Friday, December 01, 2006

Mississippi Tango, Continued

(Continuation of The Whiskey Tango Bridge post below, mom, avert your eyes)

Now, judging from the run down state of the pickup, and the whooping nature of the fellows we were about to ride with, I should have heard that small voice inside of me telling me that maybe I should wait for another, saner looking ride to appear. However, any sense of self preservation which I may have posessed was blinded by the idea of fried turkey, so Jon and I heaved our gear into the bed of the truck, delicately packing it around welding equipment which seemingly had been left to the elements for years, and hopped into the cab of the truck. As we settled in for what we presumed to be a quick trip over the big muddy, our soon to be guides rushed out of the service station, carrying what appeared to be half of the store's supply of liquor. "Well these guys really like to do it up on Thanksgiving," I thought as they squeezed into the truck, fired up the engine, and roared out of the parking lot at what seemed like 80 mph.

Much to my chagrin, as soon as we had departed the safety of the gas station, the passenger, Mike, was opening a bottle of Grey Goose vodka and mixing an enormous red bull drink, which he immediately passed to the driver (we'll just call him Luke) to see if he approved of its strength. "Dats a good," he growled at his friend as he opened his large bottle of smirnoff ice and accelerated to 90 miles an hour, "dat's a real good." We started to ascend the bridge, our new companions whooping and hollering about how insane we were to ride our bikes all the way from Wyoming, and looked out over the wide expanse of the waterway which drains America. "Dassa Mississippi river!! Biggest river in the World!!" Screamed Luke (I was in no mood to correct him on that point). At this point, Jon made the mistake of mentioning how happy he was to see the Mighty Mississip, causing Luke to look back at us and drawl, "You wanna see the Mississippi?? I'll show you the MISSISSIPPI!!! It won't take butta sec!!"
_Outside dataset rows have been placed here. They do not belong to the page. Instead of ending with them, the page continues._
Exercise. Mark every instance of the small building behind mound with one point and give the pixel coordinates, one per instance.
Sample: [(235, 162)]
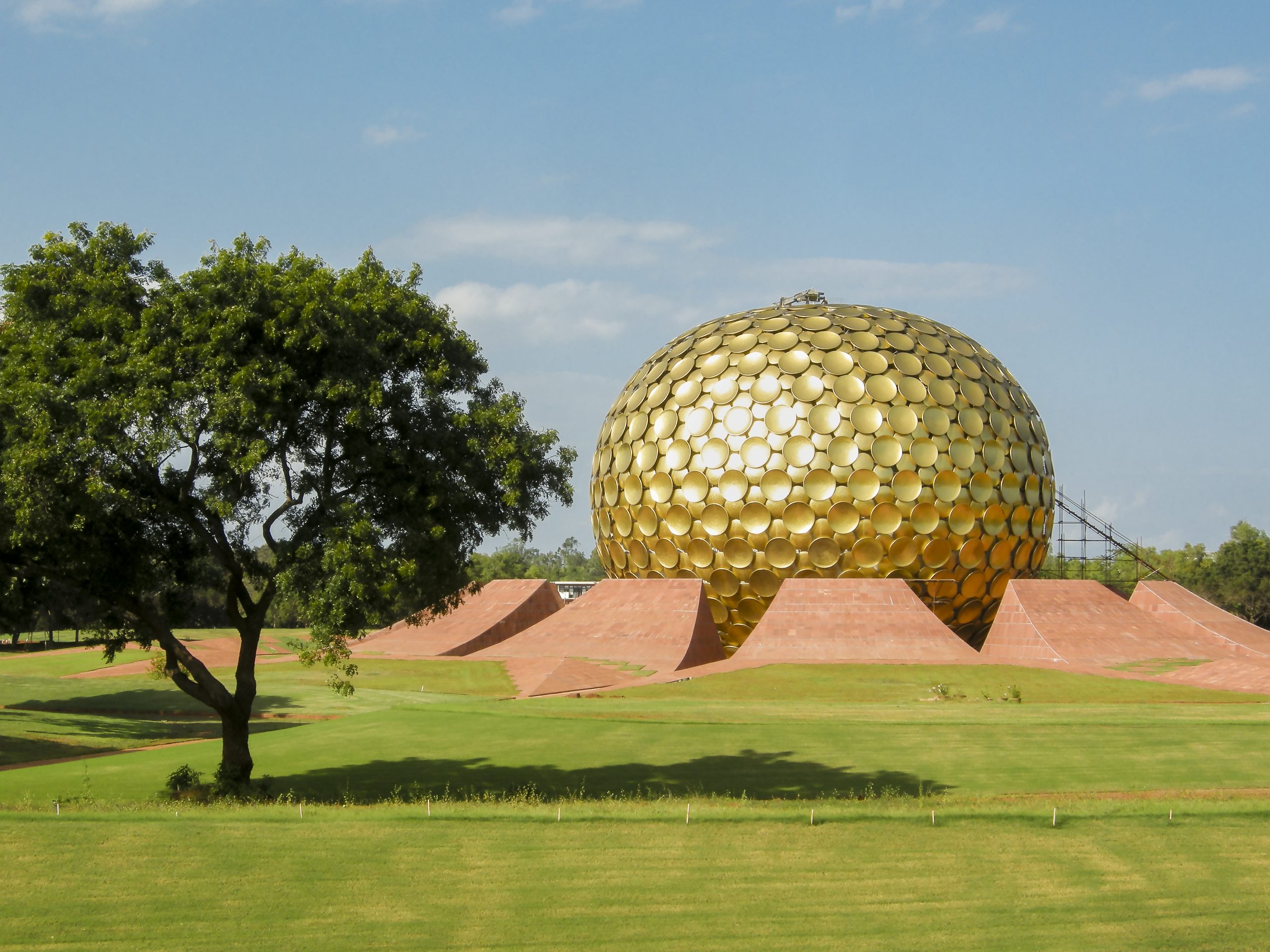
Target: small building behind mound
[(851, 620), (1201, 619), (501, 610), (661, 625), (1082, 622)]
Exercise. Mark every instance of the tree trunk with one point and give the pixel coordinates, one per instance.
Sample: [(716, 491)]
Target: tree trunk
[(235, 754)]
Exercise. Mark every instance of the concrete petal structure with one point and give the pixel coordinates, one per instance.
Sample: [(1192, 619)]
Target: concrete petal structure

When we reached the other side of the bridge, Luke and Mike took a break from screaming the word Mississippi, and instead pointed to a set of tire tracks ripping across the grassy median strip. They talked excitedly in a deep southern drawl about something about a police car, traffic and him going airborne across the road. "Holy shit," I thought, "we are definitely going to die." But before I could even make sense of what was occuring, Luke screamed around around a corner, reversing our direction. and roared back towards the bridge we had just crossed. Again we passed by the deep grooves in the grass, and I was able to gather that the previous night (or week, not quite sure), Luke had been tearing ass across the bridge (much like he was on this day), and suddenly came upon a line of traffic. Seeing as he had brakes which were "a little bit sketchy" (as in not really working), he was forced to swerve around a police car, jump the median, and skid to a stop on the opposite side of the highway. Jon and I exchanged looks of extreme distress as we heard this story, and sheepishly asked about the current condition of his brakes. "They'all good now," said Mike, "but dontcha worry, he used to be a dirt track racer!!" With this information, I began to frantically search for the seat beat buckle, only to find that it was buried deeply in the seat and irretrievable (obviously).

Once back on the western side (aka the side WITHOUT the fried turkey) of the river, Luke turned the car hard to the right, abandoning the road in favor of the scrubland leading towards the water. He deftly manuevered the truck up over the concrete embankment which keeps the Mississippi from flooding the area, and plowed through the marshy terrain towards the banks of the river. For a breif moment, I was convinced that we were actually going to drive into the water, but our intrepid guide stopped just short, took a large slug of his drink and jumped out of the truck. "Thissa the MISSISSIPPI," they all screamed, "you wanna go for a swim?" Thinking the idea of swimming in the nation's Toxic runoff might be hazardous to our health, we passed on his kind offer, instead insisting that we had to get to dinner (we would have really like to run away screaming at this point, but since our gear was trapped in the back of the truck, this was not an option).

Back into the truck we piled, and I resumed my desperate search for the seat belt as we jostled through the swamp back towards the road. At this point, Mike and Luke had decided that they were fond of us, and would drive us all the way to our final destination, and peeled out for the southern entrance to the city, the I-10 bridge. Driving southward, Luke got kicks in scaring the crap out of us by driving with only his elbow while he looked back at us to carry on the coversation. "THE ROAD THE ROAD!!!" I kept on screaming (inwardly, there was no way I was going to tell this guy how to drive) everytime he peered back into the cab of the truck. But luckily, we got close enough to where we were going that I could tell him to drop us off.

Once we were safely out of the truck, we said our goodbyes, and chalked up another fantastic adventure (albeit scary as hell).